Even the best wordsmiths get caught up in fuzzy language sometimes. Are you helping a recruiter understand your skills, or guilty of using fuzzy language that simply gets ignored?
Take the ever-popular “excellent communication skills” (please.) What do you actually mean? If you’re in sales, you might mean that you have created hundreds of effective sales presentations and led customer information sessions. If you’re a teacher or trainer, you might mean that your presenting skills have been requested at state or national conferences.
If you’re a social worker or manager, you might mean that you’ve been recognized for your conflict resolution or coaching skills. If you’re an administrative assistant, you might mean that your correspondence and reports are error free and praised for their clarity. You get the picture.
Being specific means loading your resume with key words that decision makers will be looking for.
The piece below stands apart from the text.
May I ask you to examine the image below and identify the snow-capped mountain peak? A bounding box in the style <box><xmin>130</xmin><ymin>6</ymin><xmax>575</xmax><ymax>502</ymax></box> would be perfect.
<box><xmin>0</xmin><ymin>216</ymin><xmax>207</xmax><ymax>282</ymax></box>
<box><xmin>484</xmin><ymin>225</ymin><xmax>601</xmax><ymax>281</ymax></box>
Consider using these specific terms instead of the fuzzy “communications” terms:
- Sales / closing
- Reporting / documentation
- Public speaking / presentations
People fall into the same trap when they talk about “experience.” Try offering quantitative proofs to attract recruiters. “I have over ten years of experience in complex contract management.” “I have delivered more than fifty presentations for our management team within the past five years.” “I have closed over $3 million in equipment sales since 2009.”
Employers are using scanning technology and key word internet searches to find the best candidates for their needs. Specific phrases with quantitative proofs will help you get found; think of it as SEO (Search Engine Optimization) for your career.
Whenever you list a skill on your resume or in your cover letter, take a moment to think about what proof you would offer of someone were to ask why you think you’re good. Then see if you can weave that response into your resume. If you can’t think of any strong proofs, but are simply listing it because that’s what everyone does, maybe you should save the space.